It's one of those children's picture books that is of some interest to comics readers/thinkers/talk about-ers, because of how close it is to being straight comics...close enough that it may actually be comics, depending on where you want to draw the line between comics and not-comics.

Because it's wordless, there's no prose involved at all, which would eliminate it from being classified as illustrated prose. Most of the pages are not divided into comics-like grids, but each full-page functions as a single comic book panel. And then there are a couple of pages like this
which are divided into comics page-like grids.

So, comics? Not comics? I don't know. I think Comics can legitimately claim Lehman's Red Book if Comics is so inclined.

The story is that of a little girl who finds a magical book which allows her to see what's happening to a little boy who's very far away. Which is the same magic all books have really, although the ability to look in on exotic locales and faraway people, and to even visit with them, is rendered literal...and two-way...and three-way.


3.) Bunny Days (Dial Books) This is the follow-up to Tao Nyeu's 2008 book Wonder Bear (Previously discussed here), and is composed of three shorter stories, each featuring a half dozen little white rabbits getting into some sort of trouble, and then getting out of that trouble with the help of a big white bear with big claws that looks an awful lot like the bear in Wonder Bear (although he seems to employ more technological know-how than magic in his problem-solving here).

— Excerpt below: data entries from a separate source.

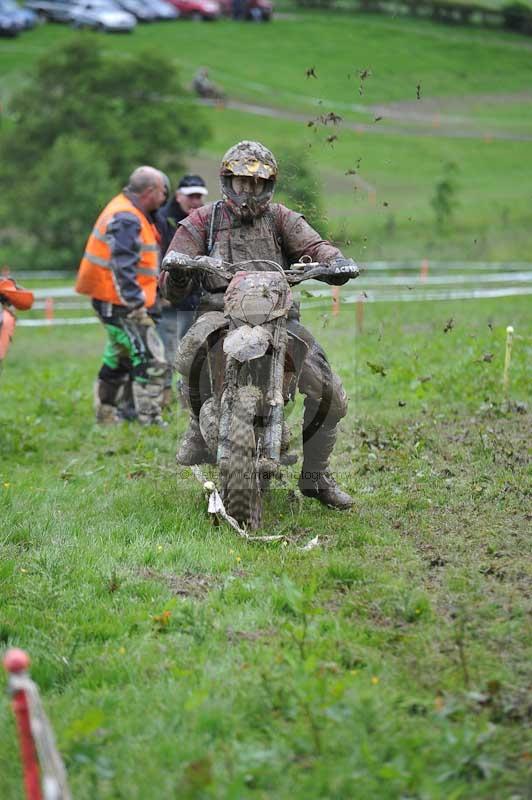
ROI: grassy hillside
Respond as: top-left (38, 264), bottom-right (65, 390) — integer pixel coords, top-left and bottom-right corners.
top-left (0, 13), bottom-right (532, 259)
top-left (0, 299), bottom-right (531, 800)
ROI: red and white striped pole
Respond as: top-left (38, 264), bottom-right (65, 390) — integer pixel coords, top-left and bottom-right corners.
top-left (4, 648), bottom-right (43, 800)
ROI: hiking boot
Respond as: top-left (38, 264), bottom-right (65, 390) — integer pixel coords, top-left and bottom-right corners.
top-left (96, 403), bottom-right (122, 425)
top-left (175, 416), bottom-right (216, 467)
top-left (298, 471), bottom-right (354, 510)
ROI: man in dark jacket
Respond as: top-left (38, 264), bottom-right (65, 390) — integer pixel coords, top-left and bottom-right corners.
top-left (159, 141), bottom-right (356, 509)
top-left (156, 175), bottom-right (208, 406)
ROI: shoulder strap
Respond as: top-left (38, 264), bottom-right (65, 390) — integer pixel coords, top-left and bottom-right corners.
top-left (207, 200), bottom-right (223, 256)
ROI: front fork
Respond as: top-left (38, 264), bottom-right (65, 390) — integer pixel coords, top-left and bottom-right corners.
top-left (216, 318), bottom-right (288, 466)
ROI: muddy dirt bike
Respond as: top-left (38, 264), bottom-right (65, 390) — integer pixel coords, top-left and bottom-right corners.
top-left (164, 254), bottom-right (359, 529)
top-left (0, 277), bottom-right (33, 369)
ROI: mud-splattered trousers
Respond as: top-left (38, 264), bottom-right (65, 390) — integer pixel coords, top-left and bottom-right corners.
top-left (92, 300), bottom-right (167, 423)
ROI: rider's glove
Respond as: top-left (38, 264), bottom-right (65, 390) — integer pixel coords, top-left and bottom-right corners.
top-left (161, 250), bottom-right (190, 271)
top-left (325, 256), bottom-right (358, 286)
top-left (126, 306), bottom-right (155, 327)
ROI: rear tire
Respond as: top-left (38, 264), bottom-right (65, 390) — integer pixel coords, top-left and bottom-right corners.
top-left (221, 386), bottom-right (262, 530)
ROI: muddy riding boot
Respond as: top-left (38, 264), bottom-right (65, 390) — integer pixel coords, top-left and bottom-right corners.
top-left (132, 379), bottom-right (167, 428)
top-left (118, 376), bottom-right (137, 422)
top-left (175, 414), bottom-right (216, 467)
top-left (94, 379), bottom-right (122, 425)
top-left (298, 427), bottom-right (354, 510)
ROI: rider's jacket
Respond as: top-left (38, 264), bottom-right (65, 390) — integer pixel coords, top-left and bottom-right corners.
top-left (76, 193), bottom-right (160, 308)
top-left (163, 202), bottom-right (342, 312)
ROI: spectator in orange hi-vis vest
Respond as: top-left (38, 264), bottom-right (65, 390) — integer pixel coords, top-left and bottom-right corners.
top-left (76, 166), bottom-right (167, 425)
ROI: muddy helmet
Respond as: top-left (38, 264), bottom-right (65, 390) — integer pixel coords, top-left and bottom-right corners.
top-left (220, 140), bottom-right (277, 219)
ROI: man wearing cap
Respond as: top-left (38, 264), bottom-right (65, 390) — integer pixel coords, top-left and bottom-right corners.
top-left (157, 175), bottom-right (208, 406)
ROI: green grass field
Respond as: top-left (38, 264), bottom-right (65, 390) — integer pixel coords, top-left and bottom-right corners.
top-left (0, 12), bottom-right (532, 266)
top-left (0, 299), bottom-right (531, 800)
top-left (0, 13), bottom-right (532, 800)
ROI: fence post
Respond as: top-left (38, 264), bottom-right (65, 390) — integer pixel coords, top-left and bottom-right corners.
top-left (4, 648), bottom-right (43, 800)
top-left (44, 297), bottom-right (54, 324)
top-left (355, 294), bottom-right (364, 333)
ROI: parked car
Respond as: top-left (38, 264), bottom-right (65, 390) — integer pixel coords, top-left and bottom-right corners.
top-left (26, 0), bottom-right (72, 22)
top-left (0, 10), bottom-right (22, 36)
top-left (219, 0), bottom-right (273, 22)
top-left (144, 0), bottom-right (179, 19)
top-left (70, 0), bottom-right (137, 33)
top-left (0, 0), bottom-right (37, 31)
top-left (169, 0), bottom-right (218, 21)
top-left (117, 0), bottom-right (157, 22)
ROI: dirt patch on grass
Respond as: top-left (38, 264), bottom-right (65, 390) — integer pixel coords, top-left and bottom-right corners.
top-left (138, 567), bottom-right (219, 600)
top-left (226, 628), bottom-right (276, 642)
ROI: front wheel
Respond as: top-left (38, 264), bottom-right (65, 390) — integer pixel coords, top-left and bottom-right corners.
top-left (221, 386), bottom-right (262, 530)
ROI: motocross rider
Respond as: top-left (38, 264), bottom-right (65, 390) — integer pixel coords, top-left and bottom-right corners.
top-left (160, 141), bottom-right (354, 509)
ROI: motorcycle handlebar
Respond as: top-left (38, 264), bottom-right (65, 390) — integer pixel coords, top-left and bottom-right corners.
top-left (162, 252), bottom-right (360, 286)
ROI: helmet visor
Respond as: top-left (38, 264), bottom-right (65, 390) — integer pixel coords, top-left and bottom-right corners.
top-left (231, 175), bottom-right (266, 197)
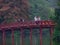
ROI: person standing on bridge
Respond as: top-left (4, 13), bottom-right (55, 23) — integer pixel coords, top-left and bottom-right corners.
top-left (34, 16), bottom-right (41, 24)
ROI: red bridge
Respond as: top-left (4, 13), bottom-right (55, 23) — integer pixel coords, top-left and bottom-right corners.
top-left (0, 21), bottom-right (55, 45)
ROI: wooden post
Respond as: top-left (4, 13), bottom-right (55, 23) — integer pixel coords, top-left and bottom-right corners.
top-left (30, 28), bottom-right (32, 45)
top-left (40, 26), bottom-right (42, 45)
top-left (50, 27), bottom-right (54, 45)
top-left (11, 29), bottom-right (14, 45)
top-left (20, 28), bottom-right (24, 45)
top-left (2, 31), bottom-right (6, 45)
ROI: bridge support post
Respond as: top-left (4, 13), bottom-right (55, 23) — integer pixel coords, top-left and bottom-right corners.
top-left (40, 26), bottom-right (42, 45)
top-left (20, 28), bottom-right (24, 45)
top-left (2, 31), bottom-right (6, 45)
top-left (50, 27), bottom-right (54, 45)
top-left (12, 29), bottom-right (14, 45)
top-left (30, 28), bottom-right (32, 45)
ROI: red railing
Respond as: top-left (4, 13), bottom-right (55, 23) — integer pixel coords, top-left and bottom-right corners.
top-left (0, 21), bottom-right (55, 45)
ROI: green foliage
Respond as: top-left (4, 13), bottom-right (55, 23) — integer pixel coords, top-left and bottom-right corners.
top-left (51, 4), bottom-right (60, 45)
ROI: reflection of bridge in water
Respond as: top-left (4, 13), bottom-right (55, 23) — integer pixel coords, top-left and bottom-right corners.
top-left (0, 21), bottom-right (55, 45)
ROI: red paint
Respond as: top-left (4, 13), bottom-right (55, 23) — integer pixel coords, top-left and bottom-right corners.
top-left (40, 27), bottom-right (42, 45)
top-left (3, 31), bottom-right (6, 45)
top-left (0, 21), bottom-right (55, 45)
top-left (30, 28), bottom-right (32, 45)
top-left (20, 28), bottom-right (24, 45)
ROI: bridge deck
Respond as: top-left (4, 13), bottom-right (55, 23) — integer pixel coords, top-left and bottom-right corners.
top-left (0, 21), bottom-right (55, 29)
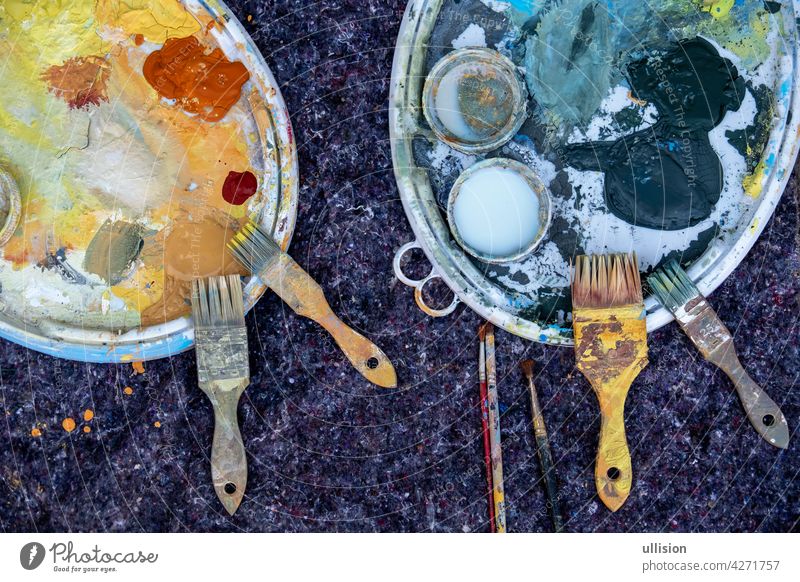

In "Muddy Bunnies," the bunnies are splashed with mud from Mr. Goat's tractor, and the bear puts them in a washing machine that's incongruously set up and working on a hill (Don't worry, the bear uses the delicate cycle). In "Dusty Bunnies," Mrs. Goat is vacuuming the grass for some reason, using a vacuum cleaner with a little face on it and she accidentally sucks up all the bunnies. Bear dusts them off, fixes the vacuum and solves the problem of bunnies being accidentally sucked up by vacuum cleaners in the future. And finally, in "Bunny Tails", Mr. Goat is trimming hedges when he accidentally cuts off the bunnies' little cotton ball tails. Bear re-attaches them...with a sewing a machine.

Nyeu's art retains the considerable virtues it displayed in Wonder Bear, and the marriage of domesticity with wild nature gives the entire book an amusing incongruity. Additionally, there's a refreshing (naughty?) sense of danger in the way one character sticks others in the washing machine or puts them under a sewing machine, without fine print saying "Bunnies are trained professionals. Don't try this at home."

Unlike Wonder Bear, which was silent, each of these stories is told with words as well as pictures, and each one of them ends with the words "Everyone is happy," a fresh, new, simpler and more realistic version of "They all lived happily ever after." Perhaps the formulation is necessitated by the fact that the bunnies keep finding themselves in unhappier circumstances, but there's something really comforting about that expression, and the way it's repeated over and over gives it an almost mantra-like quality.